I wanted to get these breaking changes out of the way now before moving on to adding more environment commands and features.

Major Changes

Environment overhaul

Scoped environments

Addresses #2 and lays the groundwork for #16. The new implementation exposes an environment trait for every retro_* function, so that we can limit which non-raw environment commands are available. The *_raw methods are always available, since they're the user's escape hatch for functionality the crate doesn't implement yet.

I initially tried to implement this by adding a PhantomData parameter to the environment, but this required casting in every RetroInstance callback as well as polluting the API with a lot of marker structs. I found the trait-based implementation much more straightfoward, since the C callback can implement all of the environment traits simultaneously, and it allows users to unit test their RetroCore since they no longer have a hard-coded dependency on the C function pointer.

Reworked raw methods

The base environment trait defines its raw_* methods in terms of Rust types, not pointers, and there's a new method fn mut_ref_raw<T>(&mut self, key: u32, data: &mut T) for commands that mutate structs.

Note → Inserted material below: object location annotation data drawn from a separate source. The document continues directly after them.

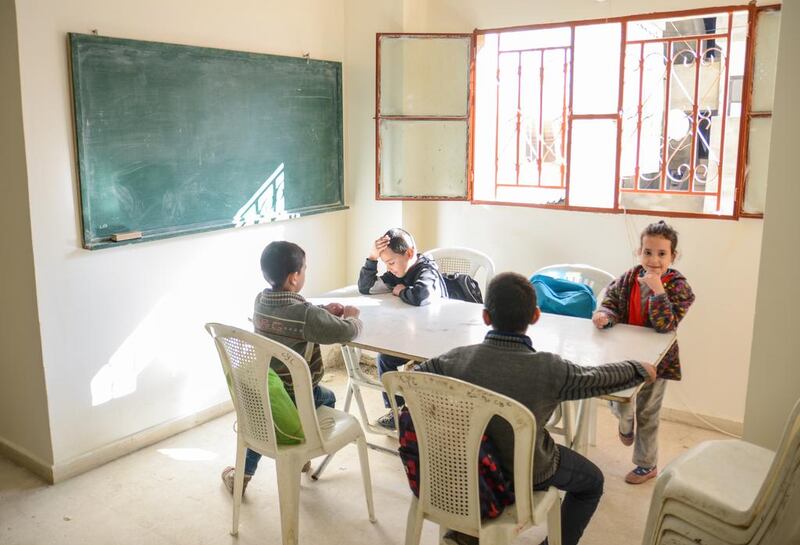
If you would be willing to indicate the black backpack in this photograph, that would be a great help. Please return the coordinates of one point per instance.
(463, 287)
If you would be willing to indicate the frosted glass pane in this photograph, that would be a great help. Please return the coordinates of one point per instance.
(766, 55)
(758, 165)
(596, 69)
(424, 75)
(593, 165)
(423, 158)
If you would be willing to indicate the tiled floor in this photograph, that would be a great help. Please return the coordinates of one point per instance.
(171, 493)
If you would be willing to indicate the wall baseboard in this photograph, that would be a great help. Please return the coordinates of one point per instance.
(85, 462)
(711, 422)
(24, 458)
(690, 419)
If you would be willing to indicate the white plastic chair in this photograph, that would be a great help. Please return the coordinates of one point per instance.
(450, 416)
(464, 260)
(597, 280)
(731, 492)
(245, 361)
(356, 381)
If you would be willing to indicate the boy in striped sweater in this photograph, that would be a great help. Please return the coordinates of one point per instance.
(507, 363)
(283, 315)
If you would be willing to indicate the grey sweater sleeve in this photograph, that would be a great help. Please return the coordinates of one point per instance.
(591, 381)
(368, 281)
(322, 327)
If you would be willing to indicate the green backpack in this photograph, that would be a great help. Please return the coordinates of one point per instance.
(288, 429)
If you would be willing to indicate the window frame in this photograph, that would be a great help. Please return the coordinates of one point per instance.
(740, 180)
(379, 117)
(748, 114)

All raw methods are unsafe

All raw methods should be unsafe since they allow the user to violate libretro's requirements and we can't account for future additions to the environment callback.

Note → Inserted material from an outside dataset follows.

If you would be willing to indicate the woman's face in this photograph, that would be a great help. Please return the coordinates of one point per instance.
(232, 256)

RetroCore API improvements

Exposed every retro_* function in RetroCore

Because libretro can add new environment commands at any time, and those commands may require being called during specific retro_* callbacks, the only way to expose libretro's full functionality and future-proof the API is to surface all of the retro_* to the user.

Other benefits of this change are less glue code in RetroInstance and a much tighter correspondence between the Rust API and C API, which should help users cross-reference the documentation.

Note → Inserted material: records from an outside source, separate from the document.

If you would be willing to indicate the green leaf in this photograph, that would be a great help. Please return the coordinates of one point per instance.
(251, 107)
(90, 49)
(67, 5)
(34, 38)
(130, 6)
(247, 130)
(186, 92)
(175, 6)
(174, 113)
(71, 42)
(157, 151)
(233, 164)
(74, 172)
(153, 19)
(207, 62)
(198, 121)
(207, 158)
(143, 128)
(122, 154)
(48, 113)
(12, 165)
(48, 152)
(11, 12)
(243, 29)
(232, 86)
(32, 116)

Removed redundant method parameters.

Some functions in the C API pass an array pointer and the array's size as separate parameters. In RetroCore, the array pointers were translated into Rust slices, but the redundant size parameter wasn't removed. Since slices carry their length, I've removed these size parameters.

Refine c_uint parameters.

libretro's ABI uses unsigned int for all integers, even if its parameters would fit into a byte or short. To the best of my ability, I've replaced most c_uint/u32 parameters with the narrowest fixed-size type that will accept all of its values.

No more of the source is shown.